I’d be interested to see how the figures compare for Taiwan. I know of many Taiwan companies who are either in the process of, or are considering going back to Taiwan from the Mainland.
Renaud Anjoran says
Very true! I met several Taiwanese factory owners who told me the same. They can borrow at a low rate (3 to 4%) from Taiwanese banks/institutions so they plan to buy more automated equipment in order to replace workers.
But in most cases they over-estimate the benefits of automation. Some of them will have rude awakenings.
Mike Dandridge says
You didn’t compare with India. With a new FDI friendly budget that is really the only country that can compare in terms of worker numbers with China. And when VIetnam is in AEC compliance at the year end there will be fireworks. You tell it correctly as today but don’t tell the trend.
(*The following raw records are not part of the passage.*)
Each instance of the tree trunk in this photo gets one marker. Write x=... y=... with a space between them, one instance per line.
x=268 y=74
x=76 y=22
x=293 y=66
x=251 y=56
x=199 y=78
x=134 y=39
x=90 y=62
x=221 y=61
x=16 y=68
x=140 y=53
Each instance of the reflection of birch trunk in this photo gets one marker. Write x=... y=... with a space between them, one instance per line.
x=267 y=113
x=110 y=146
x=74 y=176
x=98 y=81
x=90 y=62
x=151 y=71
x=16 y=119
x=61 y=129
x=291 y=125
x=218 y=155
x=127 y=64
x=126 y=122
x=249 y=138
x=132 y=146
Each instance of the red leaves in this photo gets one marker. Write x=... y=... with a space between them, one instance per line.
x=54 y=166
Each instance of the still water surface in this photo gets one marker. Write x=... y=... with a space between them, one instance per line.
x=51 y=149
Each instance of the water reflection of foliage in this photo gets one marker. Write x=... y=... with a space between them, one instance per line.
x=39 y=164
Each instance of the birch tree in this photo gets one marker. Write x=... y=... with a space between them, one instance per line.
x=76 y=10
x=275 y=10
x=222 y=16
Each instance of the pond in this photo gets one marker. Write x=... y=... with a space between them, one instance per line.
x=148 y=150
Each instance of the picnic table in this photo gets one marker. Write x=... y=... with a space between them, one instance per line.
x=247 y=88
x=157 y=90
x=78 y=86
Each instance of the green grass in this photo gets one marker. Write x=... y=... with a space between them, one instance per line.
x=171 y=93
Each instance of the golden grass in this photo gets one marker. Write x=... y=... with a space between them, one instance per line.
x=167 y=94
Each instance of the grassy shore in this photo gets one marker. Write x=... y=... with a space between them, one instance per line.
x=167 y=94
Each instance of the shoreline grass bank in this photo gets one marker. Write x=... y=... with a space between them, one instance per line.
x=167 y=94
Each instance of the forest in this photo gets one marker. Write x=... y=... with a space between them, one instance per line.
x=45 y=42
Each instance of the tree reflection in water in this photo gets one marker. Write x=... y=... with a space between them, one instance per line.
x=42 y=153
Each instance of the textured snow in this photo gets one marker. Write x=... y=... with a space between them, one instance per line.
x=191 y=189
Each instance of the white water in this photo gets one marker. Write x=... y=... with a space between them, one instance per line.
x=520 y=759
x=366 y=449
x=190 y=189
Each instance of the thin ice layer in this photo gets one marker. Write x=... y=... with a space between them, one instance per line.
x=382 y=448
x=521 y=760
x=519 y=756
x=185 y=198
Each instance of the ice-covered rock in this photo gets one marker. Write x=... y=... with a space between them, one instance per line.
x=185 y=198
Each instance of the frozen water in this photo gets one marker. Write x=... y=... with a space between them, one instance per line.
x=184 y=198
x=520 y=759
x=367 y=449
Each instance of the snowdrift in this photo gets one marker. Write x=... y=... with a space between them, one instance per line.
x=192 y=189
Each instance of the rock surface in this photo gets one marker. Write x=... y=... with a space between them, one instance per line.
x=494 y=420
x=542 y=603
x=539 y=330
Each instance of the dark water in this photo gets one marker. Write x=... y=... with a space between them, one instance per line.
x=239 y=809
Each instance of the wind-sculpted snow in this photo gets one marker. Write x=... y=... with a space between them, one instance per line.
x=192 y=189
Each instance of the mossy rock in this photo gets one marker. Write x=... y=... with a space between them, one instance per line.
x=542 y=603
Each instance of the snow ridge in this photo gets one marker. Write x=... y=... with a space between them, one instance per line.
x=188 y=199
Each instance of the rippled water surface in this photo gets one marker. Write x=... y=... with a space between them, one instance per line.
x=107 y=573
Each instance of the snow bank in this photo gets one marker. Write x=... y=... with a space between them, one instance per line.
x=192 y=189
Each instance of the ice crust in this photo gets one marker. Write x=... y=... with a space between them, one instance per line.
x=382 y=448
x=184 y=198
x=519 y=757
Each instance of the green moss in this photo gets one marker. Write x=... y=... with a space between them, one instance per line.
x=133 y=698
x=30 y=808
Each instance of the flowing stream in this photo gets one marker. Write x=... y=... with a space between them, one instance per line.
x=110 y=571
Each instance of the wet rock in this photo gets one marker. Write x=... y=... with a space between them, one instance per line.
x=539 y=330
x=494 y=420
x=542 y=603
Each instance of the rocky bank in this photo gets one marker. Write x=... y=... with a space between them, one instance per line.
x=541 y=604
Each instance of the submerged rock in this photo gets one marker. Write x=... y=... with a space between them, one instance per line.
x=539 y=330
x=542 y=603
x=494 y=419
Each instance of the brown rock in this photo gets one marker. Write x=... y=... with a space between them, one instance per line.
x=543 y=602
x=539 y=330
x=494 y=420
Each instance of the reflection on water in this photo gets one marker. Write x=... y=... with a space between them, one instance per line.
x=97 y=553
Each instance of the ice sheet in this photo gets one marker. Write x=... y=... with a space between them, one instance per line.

The trend is to manufacturing more cheaply in parts of ASEAN and/or India. China wages are already 3-4 times more so your graphs (Philippines labor more than China?) are skewed. What source did you use? It’s a nice piece for China but your data isn’t right and the story about this far more complex than this.
Renaud Anjoran says
We based the graphs on minimum wages in the manufacturing sector, from a variety of sources. Obviously the data are not perfect (I addressed this in the article) but the trends are interesting. If you have different numbers for the Philippines, please let me know.
We listed the countries that our clients mention most often. India is not part of them. Like you, I hope new FDI-friendly policies are enacted… But let’s wait and see.
This is “a nice piece for China” because the current dynamics still favor China, in many product categories. I know many importers who did serious searches in other Asian countries and couldn’t find prices competitive with China.